Beijing and New Delhi have more in common than being two of the world’s most populated capital cities – extreme air pollution has blanketed both their skies.
While stories of air pollution in Delhi resemble “Beijing from 20 years ago” to climate policy expert Saurabh Jain-Punamiya, the Delhi problem has grown into a pan-India problem, with air pollution cutting almost six years off the life expectancy of the country’s residents.
While India can improve its air quality, Michael Greenstone, economics professor and director of the Energy Policy Institute at the University of Chicago, said it is challenging to “find regulatory tools that work and that are consistent with the urgent and vital need for continued, rapid economic growth”.

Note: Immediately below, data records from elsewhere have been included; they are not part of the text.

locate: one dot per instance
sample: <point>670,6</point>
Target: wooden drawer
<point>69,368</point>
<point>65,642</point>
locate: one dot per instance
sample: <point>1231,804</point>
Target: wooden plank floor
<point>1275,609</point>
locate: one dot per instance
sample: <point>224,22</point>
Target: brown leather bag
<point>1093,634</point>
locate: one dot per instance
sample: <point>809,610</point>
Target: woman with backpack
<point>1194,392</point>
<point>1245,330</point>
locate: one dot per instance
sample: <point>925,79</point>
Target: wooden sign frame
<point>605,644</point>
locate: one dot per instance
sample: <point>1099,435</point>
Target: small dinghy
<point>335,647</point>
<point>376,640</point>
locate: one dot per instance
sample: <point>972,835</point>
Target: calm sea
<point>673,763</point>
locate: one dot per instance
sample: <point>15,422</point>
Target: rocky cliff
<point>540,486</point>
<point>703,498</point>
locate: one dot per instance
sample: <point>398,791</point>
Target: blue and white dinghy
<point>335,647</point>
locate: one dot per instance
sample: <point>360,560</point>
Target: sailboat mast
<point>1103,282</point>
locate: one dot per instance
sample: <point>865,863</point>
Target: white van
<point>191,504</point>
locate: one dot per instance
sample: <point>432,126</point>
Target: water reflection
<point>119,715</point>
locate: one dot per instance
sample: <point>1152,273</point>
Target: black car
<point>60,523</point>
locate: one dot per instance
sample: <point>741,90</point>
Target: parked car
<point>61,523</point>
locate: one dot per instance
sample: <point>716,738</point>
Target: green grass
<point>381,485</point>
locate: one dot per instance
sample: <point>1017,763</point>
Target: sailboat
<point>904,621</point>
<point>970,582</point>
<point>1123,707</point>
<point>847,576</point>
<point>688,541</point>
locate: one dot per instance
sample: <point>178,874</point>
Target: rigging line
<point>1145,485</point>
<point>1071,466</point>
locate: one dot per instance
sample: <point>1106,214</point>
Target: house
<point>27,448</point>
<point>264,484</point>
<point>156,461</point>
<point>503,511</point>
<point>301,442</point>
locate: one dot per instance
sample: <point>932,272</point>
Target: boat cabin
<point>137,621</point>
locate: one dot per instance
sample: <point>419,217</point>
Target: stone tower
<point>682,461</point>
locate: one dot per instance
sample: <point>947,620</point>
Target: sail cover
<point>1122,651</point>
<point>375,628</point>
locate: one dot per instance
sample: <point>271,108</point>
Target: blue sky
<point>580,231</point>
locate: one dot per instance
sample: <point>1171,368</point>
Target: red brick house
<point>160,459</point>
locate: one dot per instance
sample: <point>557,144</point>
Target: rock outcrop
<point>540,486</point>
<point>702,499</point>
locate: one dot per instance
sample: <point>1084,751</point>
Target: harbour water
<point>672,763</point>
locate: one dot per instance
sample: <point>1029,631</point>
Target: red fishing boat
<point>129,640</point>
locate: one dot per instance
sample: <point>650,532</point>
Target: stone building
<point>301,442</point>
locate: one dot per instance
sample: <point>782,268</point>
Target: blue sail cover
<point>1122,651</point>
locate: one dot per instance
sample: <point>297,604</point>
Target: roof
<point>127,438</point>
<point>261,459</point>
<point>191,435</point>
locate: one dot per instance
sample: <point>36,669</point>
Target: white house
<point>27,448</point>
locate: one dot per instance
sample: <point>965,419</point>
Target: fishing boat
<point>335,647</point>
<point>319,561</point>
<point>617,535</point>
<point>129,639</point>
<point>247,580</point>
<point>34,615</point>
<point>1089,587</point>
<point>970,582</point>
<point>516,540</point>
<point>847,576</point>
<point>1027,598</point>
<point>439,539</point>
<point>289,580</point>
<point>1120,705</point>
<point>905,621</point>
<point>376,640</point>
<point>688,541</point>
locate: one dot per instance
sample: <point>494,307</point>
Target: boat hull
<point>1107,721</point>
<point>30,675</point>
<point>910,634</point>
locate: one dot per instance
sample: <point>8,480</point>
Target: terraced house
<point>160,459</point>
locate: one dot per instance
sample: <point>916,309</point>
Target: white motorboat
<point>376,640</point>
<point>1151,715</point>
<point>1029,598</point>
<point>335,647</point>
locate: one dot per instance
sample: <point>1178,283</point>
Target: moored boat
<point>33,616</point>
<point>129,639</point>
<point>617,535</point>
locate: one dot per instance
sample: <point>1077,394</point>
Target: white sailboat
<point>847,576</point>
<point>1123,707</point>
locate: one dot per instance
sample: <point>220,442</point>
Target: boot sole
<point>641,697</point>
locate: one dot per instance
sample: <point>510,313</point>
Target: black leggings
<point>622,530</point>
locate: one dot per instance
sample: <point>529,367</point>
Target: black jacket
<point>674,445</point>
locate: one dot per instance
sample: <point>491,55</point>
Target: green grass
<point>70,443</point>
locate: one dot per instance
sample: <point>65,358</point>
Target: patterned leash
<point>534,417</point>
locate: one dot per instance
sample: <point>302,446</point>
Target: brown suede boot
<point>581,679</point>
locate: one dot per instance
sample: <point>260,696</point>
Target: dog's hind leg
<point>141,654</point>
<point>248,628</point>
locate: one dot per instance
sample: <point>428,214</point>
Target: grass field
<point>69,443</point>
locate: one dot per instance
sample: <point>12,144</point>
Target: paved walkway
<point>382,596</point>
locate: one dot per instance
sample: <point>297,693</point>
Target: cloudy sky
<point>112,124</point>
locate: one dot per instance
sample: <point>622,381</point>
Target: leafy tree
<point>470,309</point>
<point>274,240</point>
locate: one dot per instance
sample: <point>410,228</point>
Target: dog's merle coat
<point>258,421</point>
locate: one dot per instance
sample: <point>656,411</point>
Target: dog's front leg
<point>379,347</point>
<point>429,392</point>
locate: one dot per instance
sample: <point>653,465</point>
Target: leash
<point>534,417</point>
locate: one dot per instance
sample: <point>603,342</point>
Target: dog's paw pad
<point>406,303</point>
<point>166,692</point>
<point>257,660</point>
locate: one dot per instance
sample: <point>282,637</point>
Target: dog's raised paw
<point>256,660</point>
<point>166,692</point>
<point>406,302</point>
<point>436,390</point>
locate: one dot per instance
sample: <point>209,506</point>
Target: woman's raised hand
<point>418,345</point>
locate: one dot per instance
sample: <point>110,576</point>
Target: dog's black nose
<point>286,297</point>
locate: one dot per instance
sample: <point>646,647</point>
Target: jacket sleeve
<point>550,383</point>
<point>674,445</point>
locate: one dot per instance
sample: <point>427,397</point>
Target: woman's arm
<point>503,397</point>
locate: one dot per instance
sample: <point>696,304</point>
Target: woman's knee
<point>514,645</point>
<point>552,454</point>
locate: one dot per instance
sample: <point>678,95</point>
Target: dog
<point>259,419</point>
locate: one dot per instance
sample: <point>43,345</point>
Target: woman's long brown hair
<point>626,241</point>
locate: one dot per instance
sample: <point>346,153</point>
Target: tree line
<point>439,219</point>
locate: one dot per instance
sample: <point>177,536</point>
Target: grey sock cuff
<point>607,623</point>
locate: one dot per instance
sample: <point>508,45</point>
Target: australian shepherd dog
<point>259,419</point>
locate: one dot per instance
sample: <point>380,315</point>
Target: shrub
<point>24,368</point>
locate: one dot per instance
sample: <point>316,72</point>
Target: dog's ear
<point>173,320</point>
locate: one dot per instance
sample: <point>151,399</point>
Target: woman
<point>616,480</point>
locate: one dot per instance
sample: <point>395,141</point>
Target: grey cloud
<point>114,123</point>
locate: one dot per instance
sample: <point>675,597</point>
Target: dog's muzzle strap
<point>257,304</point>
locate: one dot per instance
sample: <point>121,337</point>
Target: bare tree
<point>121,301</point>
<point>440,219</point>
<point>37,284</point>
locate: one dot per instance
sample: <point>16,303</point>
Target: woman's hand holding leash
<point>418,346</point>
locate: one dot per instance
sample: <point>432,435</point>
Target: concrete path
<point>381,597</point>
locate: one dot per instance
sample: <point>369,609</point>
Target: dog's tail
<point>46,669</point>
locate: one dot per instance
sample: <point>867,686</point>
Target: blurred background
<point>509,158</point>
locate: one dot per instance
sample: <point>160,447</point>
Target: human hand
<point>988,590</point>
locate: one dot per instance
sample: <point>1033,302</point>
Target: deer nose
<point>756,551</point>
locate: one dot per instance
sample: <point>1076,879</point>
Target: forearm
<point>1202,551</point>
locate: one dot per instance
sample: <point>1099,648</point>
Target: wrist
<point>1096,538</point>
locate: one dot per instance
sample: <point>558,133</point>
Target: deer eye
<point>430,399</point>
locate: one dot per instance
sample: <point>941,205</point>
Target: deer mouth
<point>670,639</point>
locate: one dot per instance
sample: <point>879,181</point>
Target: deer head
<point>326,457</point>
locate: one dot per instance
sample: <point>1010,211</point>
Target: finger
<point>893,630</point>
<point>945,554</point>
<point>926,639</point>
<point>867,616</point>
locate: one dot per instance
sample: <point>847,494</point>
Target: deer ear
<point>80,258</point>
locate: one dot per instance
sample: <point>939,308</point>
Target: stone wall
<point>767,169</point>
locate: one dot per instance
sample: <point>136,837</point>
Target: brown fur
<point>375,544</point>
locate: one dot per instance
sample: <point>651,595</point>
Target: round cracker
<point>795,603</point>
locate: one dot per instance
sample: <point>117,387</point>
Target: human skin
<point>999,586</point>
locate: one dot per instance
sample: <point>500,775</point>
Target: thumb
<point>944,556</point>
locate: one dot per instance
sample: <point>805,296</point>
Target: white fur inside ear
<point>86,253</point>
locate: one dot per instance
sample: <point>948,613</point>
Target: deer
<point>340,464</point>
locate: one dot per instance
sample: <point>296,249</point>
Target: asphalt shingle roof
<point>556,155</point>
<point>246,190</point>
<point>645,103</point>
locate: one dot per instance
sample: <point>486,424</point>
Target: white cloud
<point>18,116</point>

But moving to market-based approaches such as pollution markets or taxes has shown major promise.
Greenstone, whose research inspired the Air Quality Life Index (AQLI) which links air quality with life expectancy, has been involved in an “exciting” initiative by the state government of Gujarat called India Clean Air Markets.

Essentially, the government sets a cap on emissions but then allows industries to buy and sell permits to stay below that cap.
The state ran a randomised experiment where firms were either regulated under the existing rules or by the new cap and trade regulations. The new regulations came out as the clear winner.
“Pollution went down by 20 to 30 per cent, and industries’ compliance costs went down,” Greenstone said.